Henry, there are no questions related to the proposals at hand today, and you may proceed.

Henry Keizer

executive
#6

Thank you. Because we have no questions and no further business is scheduled and because our bylaws require advance notice for any other stockholder proposals to be properly brought before this meeting, I declare the polls open at this time. Any stockholder who hasn't yet voted or wishes to change their vote may do so by clicking on the voting button on the web portal and following the instructions. Stockholders who have sent in proxies or voted via telephone or internet and do not want to change their vote, do not need to take any further action. [Voting]

Henry Keizer

executive
#7

I now declare the polls closed at 10:37 a.m.

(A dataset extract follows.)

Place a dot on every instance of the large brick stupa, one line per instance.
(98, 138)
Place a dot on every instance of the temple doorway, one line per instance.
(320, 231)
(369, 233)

Eastern Time and direct the inspector to tabulate the proxies and the ballots.

M. David Galainena

executive
#8

I've been advised by the inspector that each of the nominees for Director has received a majority of the votes cast at this meeting in favor of reelection. In addition, the inspector has advised me that we've received the required number of votes for the approval of the 2 other items of business on the agenda for this meeting. The inspector will provide me with a written report of the final vote count for each matter, which will be included in the minutes of today's meeting. We will also release the final vote count through filing a Form 8-K within 4 business days.

Henry Keizer

executive
#9

Thank you, Dave. There being no further business, I hereby declare the 2020 annual meeting of Stockholders adjourned. Ladies and gentlemen, I want to thank all of you for attending today's meeting and for your continued support of Hertz Global Holdings. Thank you.

Operator

operator
#10

The conference has now concluded. Thank you for attending today's presentation. You may now disconnect.